There are some considerations regarding the conversion of Glade files, as listed below:
Ampersands (&) in labels
Qt displays an ampersand when a QLabel has no buddy. (A buddy is a widget that accepts focus on behalf of a QLabel.) Glade allows GtkLabel widgets with an (underlined) accelerator key but with no buddy. This is an error since users expect underlined characters to be accelerators. In this situation, Qt displays the ampersand itself instead of underlining the accelerator key. You should go over these QLabel widgets and set their "buddy" property.
GTK allows a layout position to be occupied by a placeholder. Qt Designer converts those placeholders into QLabels whose text is "?" in red, so that you can find them and fix them manually.
GTK+ or GNOME widget with no Qt equivalent
Qt has equivalents for most GTK+ widgets, but Glade also supports GNOME, whose goal is to provide a complete desktop environment. Because Qt's scope is narrower, when Qt Designer encounters a widget it cannot convert, it replaces it with a label that indicates the problem. For example, a GnomePaperSelector will be replaced by a QLabel whose text is "GnomePaperSelector?" in red. If you are porting to KDE, you might want to use the corresponding KDE widget.
Other GTK+/GNOME widgets are only supported in certain contexts. For example, the GnomeDruid can be embedded in another widget, whereas the corresponding QWizard class cannot.
Message boxes and other high-level dialogs
Glade supports editing of GnomeMessageBox, GtkFileSelection, GtkFontSelectionDialog and others. This is trivially achieved in Qt by means of a QMessageBox dialog, a QFileDialog, a QFontDialog, etc., in C++ code.
Stand-alone popup menus
Qt Designer only supports popup menus inside a QMainWindow. If you need a stand-alone popup menu (presumably a context menu), you can easily write code that does this using QPopupMenu.
Size policy parameters
Glade provides size policies in the "Place" tab of the property editor. Qt Designer does not attempt to make use of the padding, expand, shrink and fill information, as the Qt defaults are usually good enough. In a few cases, you might have to set the "sizePolicy" property manually to obtain the effect you want.
GNOME standard icons
GNOME provides a large set of standard icons. Qt Designer will ignore references to these. If you are porting to KDE, you might want to manually set the standard KDE icons.

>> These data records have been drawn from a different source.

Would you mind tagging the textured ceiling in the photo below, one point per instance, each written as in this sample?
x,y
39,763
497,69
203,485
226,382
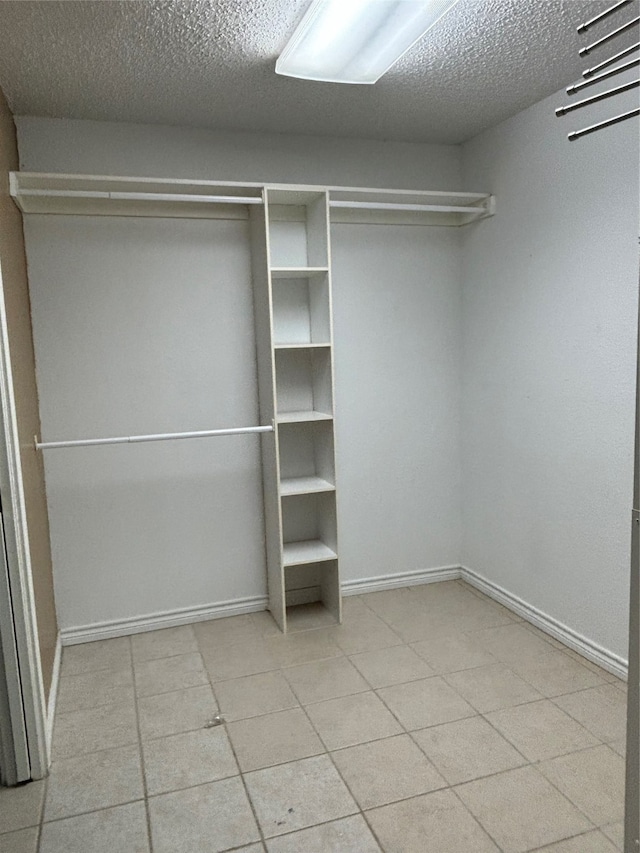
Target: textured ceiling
x,y
210,63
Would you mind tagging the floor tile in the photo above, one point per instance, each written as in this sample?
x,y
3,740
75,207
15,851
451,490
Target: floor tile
x,y
467,749
555,673
305,617
521,810
294,649
188,759
590,842
592,779
165,675
123,828
93,689
109,778
353,605
171,713
489,688
419,704
297,795
541,730
619,746
602,710
273,739
615,833
254,695
325,679
21,841
82,732
209,818
93,657
266,624
352,719
165,643
227,632
395,665
386,771
349,835
439,817
364,633
243,658
511,643
453,653
21,807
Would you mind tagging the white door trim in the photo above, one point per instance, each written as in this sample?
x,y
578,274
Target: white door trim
x,y
27,677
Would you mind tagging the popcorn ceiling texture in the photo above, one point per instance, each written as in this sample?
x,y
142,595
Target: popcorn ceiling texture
x,y
210,63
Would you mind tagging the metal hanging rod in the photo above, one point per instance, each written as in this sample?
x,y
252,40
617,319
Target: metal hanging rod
x,y
589,72
136,439
576,134
597,18
577,87
585,51
131,196
595,98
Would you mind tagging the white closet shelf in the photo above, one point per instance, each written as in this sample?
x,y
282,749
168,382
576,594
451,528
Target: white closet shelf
x,y
302,417
309,551
304,486
298,272
312,345
108,195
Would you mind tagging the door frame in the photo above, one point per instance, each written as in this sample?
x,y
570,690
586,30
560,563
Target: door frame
x,y
20,646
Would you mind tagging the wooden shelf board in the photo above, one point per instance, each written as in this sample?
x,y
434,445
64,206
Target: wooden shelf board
x,y
301,417
304,486
302,346
298,272
308,551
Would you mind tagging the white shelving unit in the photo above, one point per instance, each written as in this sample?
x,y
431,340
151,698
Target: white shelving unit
x,y
292,296
291,263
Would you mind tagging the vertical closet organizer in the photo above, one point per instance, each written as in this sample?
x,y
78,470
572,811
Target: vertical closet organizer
x,y
294,336
291,277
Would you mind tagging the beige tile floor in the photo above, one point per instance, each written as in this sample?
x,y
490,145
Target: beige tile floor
x,y
432,721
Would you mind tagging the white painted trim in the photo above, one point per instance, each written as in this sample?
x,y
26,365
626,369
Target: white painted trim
x,y
415,578
587,648
19,566
53,694
164,619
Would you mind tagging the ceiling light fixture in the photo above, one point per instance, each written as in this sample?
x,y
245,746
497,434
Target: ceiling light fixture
x,y
356,41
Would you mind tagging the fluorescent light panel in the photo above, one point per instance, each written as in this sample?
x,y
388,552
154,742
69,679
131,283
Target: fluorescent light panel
x,y
356,41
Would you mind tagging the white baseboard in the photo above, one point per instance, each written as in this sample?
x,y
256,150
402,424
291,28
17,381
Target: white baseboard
x,y
587,648
382,582
53,696
184,616
165,619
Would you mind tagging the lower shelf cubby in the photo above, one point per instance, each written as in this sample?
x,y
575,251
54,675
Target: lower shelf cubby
x,y
312,595
306,458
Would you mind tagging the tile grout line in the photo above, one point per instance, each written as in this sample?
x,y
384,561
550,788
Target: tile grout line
x,y
235,758
143,767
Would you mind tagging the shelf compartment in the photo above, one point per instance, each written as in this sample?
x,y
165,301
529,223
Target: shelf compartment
x,y
302,346
307,551
305,417
303,382
298,228
304,486
298,272
306,450
301,310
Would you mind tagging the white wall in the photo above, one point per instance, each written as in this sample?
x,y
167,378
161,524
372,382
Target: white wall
x,y
146,326
549,330
108,148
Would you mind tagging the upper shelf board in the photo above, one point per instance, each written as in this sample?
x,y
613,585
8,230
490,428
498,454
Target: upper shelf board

GTK+ provides a class called GtkPacker that provides for exotic layouts; Qt does not provide a QPackerLayout and none is planned. Qt Designer will treat packer layouts as if they were vertical layouts and you will probably have to change them to whatever combination of layouts that produces the right effect.
Incorrectly-justified text after conversion
The "hAlign" property is sometimes set wrongly, in which case you have to change it manually. It is caused by a quirk in Glade.